Она, не ответив, сняла с шеи кулон - платиновый, в форме яйца, размером примерно с дюйм. Быстро и ловко развинтила его на две половинки. Внутри оказалось еще одно 'яйцо', но уже стеклянное, полое, с какой-то зеленоватой дрянью внутри.
- Берегла на крайний случай.
- Что это?
- Переносчик. Все думают - миф, а я его сделала. Жаль, в быту бесполезен.
- Не понял.
- Отдача страшная. Давай руку.
- Зачем?
- Генрих, ты мне веришь?
- Нет, - сказал он твердо.
- Молодец, - она неожиданно улыбнулась. - Но сейчас это единственный способ, чтобы мы оба остались живы. Хочешь - стой в стороне, проверишь на своей шкуре. А я ухожу.
Генрих, помедлив, протянул ей ладонь. Сельма сжала ее левой рукой, а правой, не выпуская стекляшку, начертила в воздухе последнюю руну старшего алфавита - ромб с хвостиком внизу: 'наследие', 'вотчина', 'родовое именье'.
- Где мы окажемся? - спросил Генрих.
- Каждый у себя дома.
- Не смей трогать Анну.
- Ты ее уже потерял.
- Ты сдохнешь. Я позабочусь.
- Попробуй.
Тонкое стекло хрустнуло между пальцев.
Люди снаружи увидели, как в окнах особняка ослепительно полыхнуло. Взрывом сорвало крышу. Грохот слышала вся столица до самых дальних окраин.

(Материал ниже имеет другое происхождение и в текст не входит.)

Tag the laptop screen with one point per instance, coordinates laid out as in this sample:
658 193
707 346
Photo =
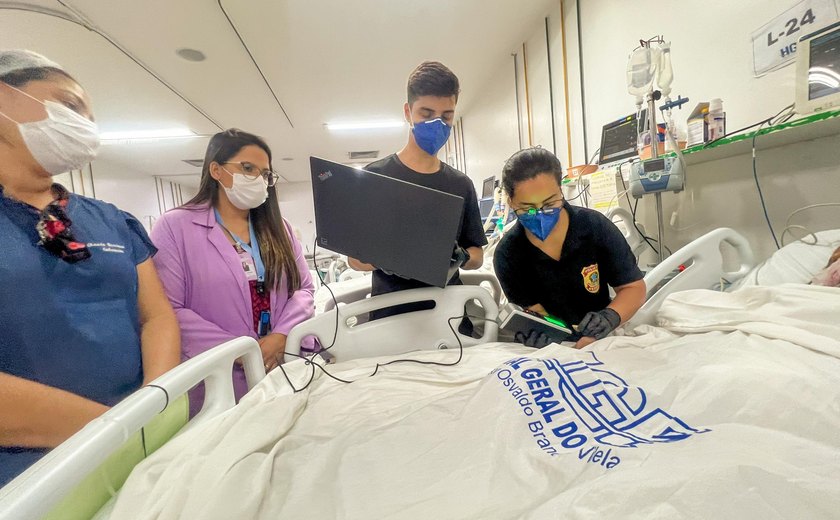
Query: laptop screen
619 139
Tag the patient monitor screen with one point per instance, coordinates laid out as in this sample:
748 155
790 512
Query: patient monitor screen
619 139
824 69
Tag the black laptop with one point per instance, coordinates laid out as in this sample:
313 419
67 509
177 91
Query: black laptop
397 226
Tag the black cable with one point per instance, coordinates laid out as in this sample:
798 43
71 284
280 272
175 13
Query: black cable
633 207
770 120
584 190
310 360
760 193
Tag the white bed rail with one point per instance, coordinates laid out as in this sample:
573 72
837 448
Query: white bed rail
348 291
697 265
419 330
484 277
38 489
631 234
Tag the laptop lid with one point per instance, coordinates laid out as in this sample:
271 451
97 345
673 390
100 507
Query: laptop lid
397 226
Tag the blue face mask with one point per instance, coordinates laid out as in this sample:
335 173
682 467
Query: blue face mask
540 222
431 135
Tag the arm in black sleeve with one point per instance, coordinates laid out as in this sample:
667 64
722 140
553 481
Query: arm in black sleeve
513 283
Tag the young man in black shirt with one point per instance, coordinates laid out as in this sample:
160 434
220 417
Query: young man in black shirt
432 95
560 259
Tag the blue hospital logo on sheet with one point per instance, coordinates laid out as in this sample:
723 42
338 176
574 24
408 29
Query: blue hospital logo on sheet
581 406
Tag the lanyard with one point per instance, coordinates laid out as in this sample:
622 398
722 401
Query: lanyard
253 249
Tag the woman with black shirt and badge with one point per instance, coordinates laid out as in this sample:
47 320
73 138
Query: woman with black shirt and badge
561 259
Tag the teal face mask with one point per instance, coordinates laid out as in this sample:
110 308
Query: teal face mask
540 222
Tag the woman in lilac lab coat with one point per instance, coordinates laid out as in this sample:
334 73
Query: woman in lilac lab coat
229 262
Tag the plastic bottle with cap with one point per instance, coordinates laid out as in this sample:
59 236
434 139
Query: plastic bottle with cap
716 119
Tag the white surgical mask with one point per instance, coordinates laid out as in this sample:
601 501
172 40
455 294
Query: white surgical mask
246 193
62 142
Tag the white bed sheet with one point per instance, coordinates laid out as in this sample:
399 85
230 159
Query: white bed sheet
736 398
797 262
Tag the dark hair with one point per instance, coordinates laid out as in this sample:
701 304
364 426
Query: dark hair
528 163
432 78
21 77
275 244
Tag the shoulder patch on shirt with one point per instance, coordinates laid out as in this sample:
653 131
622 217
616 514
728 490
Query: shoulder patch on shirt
591 278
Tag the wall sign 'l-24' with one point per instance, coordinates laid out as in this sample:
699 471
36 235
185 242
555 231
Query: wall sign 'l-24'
774 44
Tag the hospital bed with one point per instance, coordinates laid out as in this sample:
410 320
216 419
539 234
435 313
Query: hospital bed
43 486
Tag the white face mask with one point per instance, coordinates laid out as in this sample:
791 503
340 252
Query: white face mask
246 193
62 142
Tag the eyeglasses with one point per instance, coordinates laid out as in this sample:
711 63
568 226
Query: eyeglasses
252 171
546 208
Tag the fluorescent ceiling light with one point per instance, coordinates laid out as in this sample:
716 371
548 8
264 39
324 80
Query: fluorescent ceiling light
162 133
368 125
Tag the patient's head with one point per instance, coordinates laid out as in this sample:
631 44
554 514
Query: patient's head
835 256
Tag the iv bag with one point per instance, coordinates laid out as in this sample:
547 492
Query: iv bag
666 72
641 72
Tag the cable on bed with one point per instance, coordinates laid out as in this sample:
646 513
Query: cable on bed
789 226
310 360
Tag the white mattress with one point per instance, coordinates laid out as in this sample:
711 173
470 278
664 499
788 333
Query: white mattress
797 262
729 410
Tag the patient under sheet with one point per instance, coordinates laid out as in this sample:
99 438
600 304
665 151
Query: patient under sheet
830 276
729 409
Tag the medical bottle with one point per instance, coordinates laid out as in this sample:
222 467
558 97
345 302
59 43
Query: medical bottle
716 119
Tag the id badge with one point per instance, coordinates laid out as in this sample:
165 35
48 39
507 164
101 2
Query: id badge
248 266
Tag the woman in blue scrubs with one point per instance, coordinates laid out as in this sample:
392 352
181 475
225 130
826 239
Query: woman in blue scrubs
83 317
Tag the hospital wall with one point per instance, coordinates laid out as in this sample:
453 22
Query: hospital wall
712 57
145 197
298 207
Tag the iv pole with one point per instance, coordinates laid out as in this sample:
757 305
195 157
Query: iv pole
654 153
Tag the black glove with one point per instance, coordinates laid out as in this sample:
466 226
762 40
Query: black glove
599 324
460 256
535 339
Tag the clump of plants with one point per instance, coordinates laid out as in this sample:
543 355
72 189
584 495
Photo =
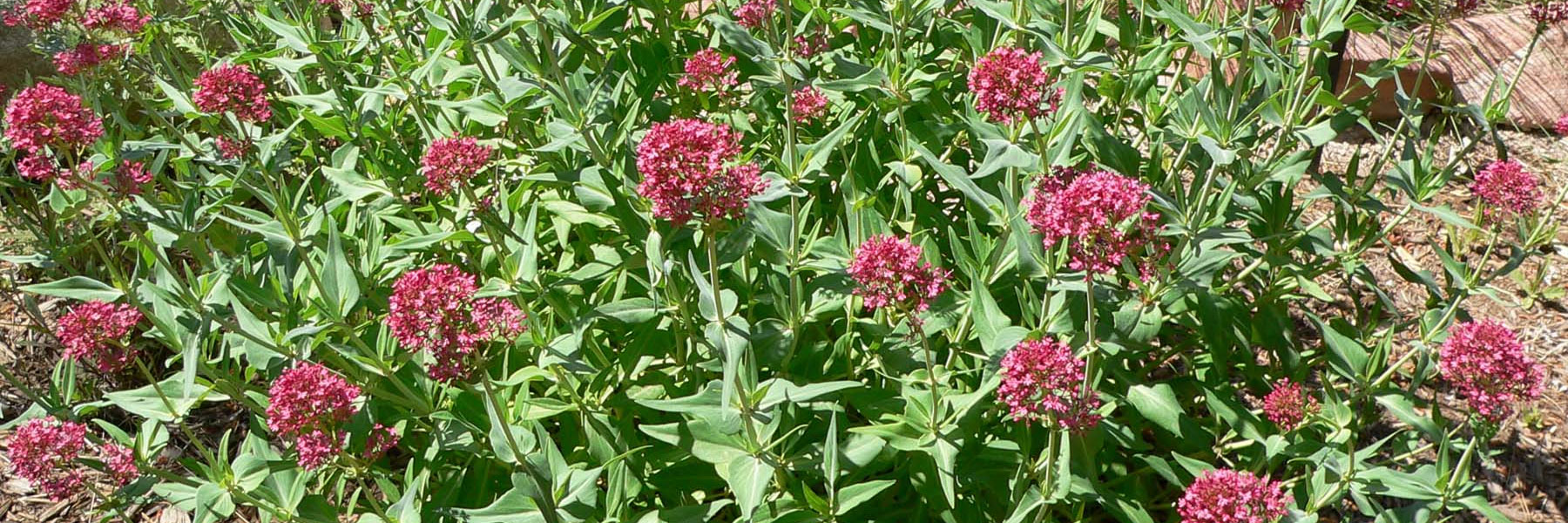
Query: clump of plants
762 262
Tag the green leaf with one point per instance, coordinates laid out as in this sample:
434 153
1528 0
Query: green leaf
855 495
76 288
750 478
1158 404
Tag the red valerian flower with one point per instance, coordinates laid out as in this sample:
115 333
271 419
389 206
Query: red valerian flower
39 15
889 272
1098 213
37 168
86 55
1011 85
1289 404
692 170
47 117
808 104
117 16
98 332
1487 364
754 13
450 162
235 90
311 404
119 462
707 71
436 309
44 452
1505 184
1042 380
1233 497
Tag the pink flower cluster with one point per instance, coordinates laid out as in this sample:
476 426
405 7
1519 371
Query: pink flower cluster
450 162
235 90
1288 5
889 272
707 71
98 332
44 452
1505 184
311 404
1043 380
1548 11
1099 213
86 55
117 16
435 309
1011 85
1289 404
1231 497
47 117
754 13
1487 364
692 170
380 440
38 15
808 104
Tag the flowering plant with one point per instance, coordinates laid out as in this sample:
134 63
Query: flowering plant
758 262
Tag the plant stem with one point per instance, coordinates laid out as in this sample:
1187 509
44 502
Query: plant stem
546 495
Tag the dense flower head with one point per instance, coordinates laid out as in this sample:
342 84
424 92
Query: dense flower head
436 309
1042 380
380 440
888 272
235 90
707 71
1505 184
1098 213
808 104
1231 497
47 117
38 15
692 170
754 13
44 452
86 55
115 16
1550 11
1288 5
98 332
119 462
311 404
450 162
1011 85
1289 404
38 168
1487 364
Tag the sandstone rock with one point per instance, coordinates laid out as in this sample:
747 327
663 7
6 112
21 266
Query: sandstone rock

Генерал Теодор Август цу Нидерхаузен мрачно смотрел на разрушенный особняк. Пожар потушили довольно быстро, использовав возможности светописи. Что-то еще дотлевало среди руин, дым поднимался к ночному небу, но эксперты в защитной экипировке уже заглянули внутрь.
- Ну что там, Кольберг?
- Тела не найдены. Либо уничтожены взрывом, либо находятся под завалами.
- Полагаете, выжить никто не мог?
- Очень сомневаюсь, герр генерал.
- Продолжайте поиски.
- Слушаюсь. Проверим погреб, как только расчистим вход.
- Да. Выполняйте.
Впрочем, и сам генерал не верил, что живые найдутся. Сельма не из тех, кто прячется в погребе. Она фанатичка. Видимо, взрыв - это тоже часть ритуала, финальный аккорд. А может, Сельма подорвала себя, не желая ждать, пока в нее всадят пулю. В любом случае, она мертва. Как и Генрих...
Люди вокруг сновали, как муравьи. С улицы убирали обломки досок, камни и черепицу. Оттаскивали с дороги искалеченный паровой экипаж. Слышались отрывистые команды, скрежет и чья-то ругань.
И еще генералу чудился грохот волн, только звук этот шел не со стороны залива, а от развалин дома, где поблескивала гигантская чернильная клякса. Или, скорее, не клякса даже, а воронка, рана в земле, откуда темный, невидимый обычному глазу свет выплескивался толчками, как кровь.
С пепелища тянуло гарью и чем-то приторным, удушливо-сладким. Хотелось зажать ноздри и сплюнуть. Похожий запах был в доме у профессора Штрангля, только там он ощущался слабее. А Генрих, помнится, даже сказал тогда, что ему этот запах нравится...
- Герр генерал, - коллега Клемм из 'двойки' остановился рядом, - требуется ваше компетентное мнение. Сельма фон Минц успела закончить то, что задумала? Вопрос, как вы понимаете, ключевой. В течение ближайших часов он прозвучит еще не раз и не два. Причем задавать его нам будут персоны, от которых общими фразами не отделаешься.
- Боюсь, что да, герр коллега. Она успела. Выброс произошел. Сейчас все здесь буквально залито светом. Не обычным светом, я имею в виду, а другим...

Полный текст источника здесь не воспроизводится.